Bar-Lev’s documentary offers sweeping Himalayan vistas and tells the stories of Sigurjónsson, Ali and Sajid Sadpara, and others with a steady hand but it is complicated by its quiet, uneasy attempt to look inward. The Last First seems to recognize its own complicity in what it critiques. The constant presence of cameras, the pressures of social media, and the fact that every team arrives with its own film crew all work to turn something once sacred into just more content. There is a sharp self-reflexivity as the film questions the ethics of documenting extreme trauma and the way death is quietly repackaged as narrative. As something “exciting”. You feel it in real time as smartphones are voyeuristically whipped out and filming while the corpse of a freshly-killed climber rests in a sleeping bag that’s become his makeshift casket.

What unfolds when the teams split up and race to the top is, unsurprisingly, heartbreaking. What they find atop K2 will change all who seek its summit. For some, glory. For others, tragedy. Ultimately, a further string of deaths casts a long shadow over what should have been a historic triumph. The film occasionally dips into unexpected emotional terrain, a contrast to the famously stoic climbers who live with death as a constant companion. I often find myself entranced by films about mountaineers; there’s something magnetic about people who live so precariously close to the edge, who risk everything for a moment above the clouds.

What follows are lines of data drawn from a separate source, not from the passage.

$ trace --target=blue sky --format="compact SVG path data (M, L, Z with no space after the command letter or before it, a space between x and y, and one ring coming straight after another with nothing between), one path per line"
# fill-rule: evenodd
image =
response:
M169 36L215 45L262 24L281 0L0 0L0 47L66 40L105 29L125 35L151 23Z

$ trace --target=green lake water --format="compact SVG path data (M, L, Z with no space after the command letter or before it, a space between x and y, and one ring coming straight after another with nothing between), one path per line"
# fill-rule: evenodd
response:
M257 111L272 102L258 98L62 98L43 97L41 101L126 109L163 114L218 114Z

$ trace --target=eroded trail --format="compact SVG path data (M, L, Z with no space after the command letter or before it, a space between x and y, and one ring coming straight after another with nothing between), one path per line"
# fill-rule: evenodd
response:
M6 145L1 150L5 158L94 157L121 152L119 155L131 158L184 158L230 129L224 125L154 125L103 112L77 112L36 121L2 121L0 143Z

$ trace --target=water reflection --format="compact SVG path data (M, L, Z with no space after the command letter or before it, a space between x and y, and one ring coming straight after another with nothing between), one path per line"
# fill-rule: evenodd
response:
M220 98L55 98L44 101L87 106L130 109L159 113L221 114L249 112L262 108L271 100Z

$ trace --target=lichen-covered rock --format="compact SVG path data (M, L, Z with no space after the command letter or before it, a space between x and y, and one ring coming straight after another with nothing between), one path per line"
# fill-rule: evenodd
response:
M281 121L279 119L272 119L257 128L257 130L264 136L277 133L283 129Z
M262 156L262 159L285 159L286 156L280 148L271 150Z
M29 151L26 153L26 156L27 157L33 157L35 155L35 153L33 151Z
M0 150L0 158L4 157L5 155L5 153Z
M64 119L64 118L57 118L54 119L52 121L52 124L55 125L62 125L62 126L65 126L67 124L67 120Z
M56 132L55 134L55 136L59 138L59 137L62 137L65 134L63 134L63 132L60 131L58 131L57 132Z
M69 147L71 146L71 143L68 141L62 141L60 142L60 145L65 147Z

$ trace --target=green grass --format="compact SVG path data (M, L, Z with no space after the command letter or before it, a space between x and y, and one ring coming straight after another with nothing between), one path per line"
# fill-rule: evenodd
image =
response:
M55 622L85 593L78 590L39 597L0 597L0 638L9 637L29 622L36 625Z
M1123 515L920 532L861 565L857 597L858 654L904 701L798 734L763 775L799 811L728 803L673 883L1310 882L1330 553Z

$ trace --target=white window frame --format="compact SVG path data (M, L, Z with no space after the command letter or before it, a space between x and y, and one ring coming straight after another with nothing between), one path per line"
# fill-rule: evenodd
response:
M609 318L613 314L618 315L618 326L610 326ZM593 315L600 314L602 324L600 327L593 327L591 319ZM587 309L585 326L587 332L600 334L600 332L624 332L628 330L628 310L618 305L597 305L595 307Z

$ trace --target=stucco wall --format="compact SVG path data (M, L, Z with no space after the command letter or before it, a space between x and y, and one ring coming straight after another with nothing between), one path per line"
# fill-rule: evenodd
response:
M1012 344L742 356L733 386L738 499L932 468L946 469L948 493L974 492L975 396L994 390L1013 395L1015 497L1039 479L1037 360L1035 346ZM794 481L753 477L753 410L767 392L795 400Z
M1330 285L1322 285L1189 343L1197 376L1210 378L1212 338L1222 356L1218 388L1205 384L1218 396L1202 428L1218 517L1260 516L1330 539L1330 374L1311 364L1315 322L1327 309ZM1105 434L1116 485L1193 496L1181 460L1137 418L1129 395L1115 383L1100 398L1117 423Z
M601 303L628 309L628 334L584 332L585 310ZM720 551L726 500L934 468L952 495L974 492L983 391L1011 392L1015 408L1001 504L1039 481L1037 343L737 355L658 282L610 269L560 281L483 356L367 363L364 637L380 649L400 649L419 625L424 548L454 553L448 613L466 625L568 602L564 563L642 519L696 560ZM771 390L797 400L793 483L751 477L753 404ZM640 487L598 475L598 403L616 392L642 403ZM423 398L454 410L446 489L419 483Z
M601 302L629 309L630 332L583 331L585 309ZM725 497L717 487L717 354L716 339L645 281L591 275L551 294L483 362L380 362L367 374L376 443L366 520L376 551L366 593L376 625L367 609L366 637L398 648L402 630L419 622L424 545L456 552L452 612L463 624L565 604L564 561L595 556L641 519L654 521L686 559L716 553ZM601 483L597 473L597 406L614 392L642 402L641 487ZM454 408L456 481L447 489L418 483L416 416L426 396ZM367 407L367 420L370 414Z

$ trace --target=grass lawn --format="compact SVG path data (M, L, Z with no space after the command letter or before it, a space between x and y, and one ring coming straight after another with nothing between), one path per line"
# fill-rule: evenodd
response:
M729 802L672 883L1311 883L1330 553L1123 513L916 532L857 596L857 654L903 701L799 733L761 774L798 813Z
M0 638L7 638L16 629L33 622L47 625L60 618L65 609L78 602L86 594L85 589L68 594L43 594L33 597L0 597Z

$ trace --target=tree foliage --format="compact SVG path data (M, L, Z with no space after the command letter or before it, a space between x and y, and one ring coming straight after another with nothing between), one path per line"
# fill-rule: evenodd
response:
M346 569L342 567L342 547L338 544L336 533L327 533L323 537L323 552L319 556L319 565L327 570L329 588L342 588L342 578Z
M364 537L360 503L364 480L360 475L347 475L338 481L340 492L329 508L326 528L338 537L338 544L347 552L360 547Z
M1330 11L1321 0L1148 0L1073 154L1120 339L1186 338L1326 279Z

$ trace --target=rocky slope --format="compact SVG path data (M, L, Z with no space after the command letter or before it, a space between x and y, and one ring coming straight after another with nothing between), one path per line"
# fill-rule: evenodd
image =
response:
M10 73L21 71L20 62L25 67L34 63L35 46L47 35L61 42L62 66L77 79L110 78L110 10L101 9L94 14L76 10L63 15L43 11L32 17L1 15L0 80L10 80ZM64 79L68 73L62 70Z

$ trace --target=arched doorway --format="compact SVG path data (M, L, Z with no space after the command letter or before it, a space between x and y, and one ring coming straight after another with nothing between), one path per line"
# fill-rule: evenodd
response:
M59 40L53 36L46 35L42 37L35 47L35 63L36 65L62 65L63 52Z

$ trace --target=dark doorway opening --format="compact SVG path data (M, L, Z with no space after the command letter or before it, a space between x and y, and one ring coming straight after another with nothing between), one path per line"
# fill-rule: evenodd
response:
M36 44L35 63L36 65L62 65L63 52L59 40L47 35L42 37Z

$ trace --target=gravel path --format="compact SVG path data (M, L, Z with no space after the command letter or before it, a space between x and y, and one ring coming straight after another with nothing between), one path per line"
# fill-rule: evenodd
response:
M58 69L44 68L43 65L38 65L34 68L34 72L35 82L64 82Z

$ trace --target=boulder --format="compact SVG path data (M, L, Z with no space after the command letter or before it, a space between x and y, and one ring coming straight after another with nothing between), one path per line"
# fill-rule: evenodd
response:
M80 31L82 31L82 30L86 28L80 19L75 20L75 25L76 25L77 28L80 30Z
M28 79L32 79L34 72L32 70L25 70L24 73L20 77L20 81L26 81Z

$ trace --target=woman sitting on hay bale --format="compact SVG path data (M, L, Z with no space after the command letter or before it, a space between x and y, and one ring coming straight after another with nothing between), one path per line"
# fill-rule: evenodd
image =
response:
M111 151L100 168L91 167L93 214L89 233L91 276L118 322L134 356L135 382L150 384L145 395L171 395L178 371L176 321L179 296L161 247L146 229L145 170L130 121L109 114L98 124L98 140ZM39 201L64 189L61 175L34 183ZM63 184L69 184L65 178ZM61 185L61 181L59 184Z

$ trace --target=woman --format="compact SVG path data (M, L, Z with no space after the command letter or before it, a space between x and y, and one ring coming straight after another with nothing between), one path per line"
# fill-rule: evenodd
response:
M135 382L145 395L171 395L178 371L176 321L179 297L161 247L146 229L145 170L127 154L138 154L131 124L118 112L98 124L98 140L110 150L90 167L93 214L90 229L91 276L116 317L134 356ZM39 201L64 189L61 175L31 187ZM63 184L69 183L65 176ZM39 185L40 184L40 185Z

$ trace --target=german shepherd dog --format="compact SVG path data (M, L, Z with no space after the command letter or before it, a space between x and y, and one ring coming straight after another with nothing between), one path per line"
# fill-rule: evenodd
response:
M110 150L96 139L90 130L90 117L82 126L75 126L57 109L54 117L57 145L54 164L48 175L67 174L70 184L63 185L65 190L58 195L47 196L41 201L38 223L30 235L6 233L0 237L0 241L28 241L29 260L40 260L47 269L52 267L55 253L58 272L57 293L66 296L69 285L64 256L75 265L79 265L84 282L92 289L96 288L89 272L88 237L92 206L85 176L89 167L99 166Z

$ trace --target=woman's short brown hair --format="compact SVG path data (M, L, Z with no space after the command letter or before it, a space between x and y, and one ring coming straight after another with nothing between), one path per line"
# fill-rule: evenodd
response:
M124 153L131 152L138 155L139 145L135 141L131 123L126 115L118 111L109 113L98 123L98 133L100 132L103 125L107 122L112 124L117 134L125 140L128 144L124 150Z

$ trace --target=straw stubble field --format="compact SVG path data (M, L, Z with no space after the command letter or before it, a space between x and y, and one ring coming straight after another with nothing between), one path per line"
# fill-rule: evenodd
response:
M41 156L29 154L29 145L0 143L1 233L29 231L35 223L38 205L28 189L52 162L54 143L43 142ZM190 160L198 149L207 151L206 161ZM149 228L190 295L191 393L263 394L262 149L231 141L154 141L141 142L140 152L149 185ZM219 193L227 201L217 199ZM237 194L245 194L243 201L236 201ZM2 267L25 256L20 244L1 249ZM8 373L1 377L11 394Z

But it’s rare to see that edge give way so completely. The Last First doesn’t just show us the cost, it makes us sit with it. Frozen in time forever.

CONCLUSION: A layered documentary about the costs of chasing records in modern mountaineering as the pursuit becomes increasingly “accessible” to paid adventurers. ‘The Last First: Winter K2′ from documentarian Amir Bar-Lev is a foreseeable tragedy of epic proportions with one hell of a backdrop.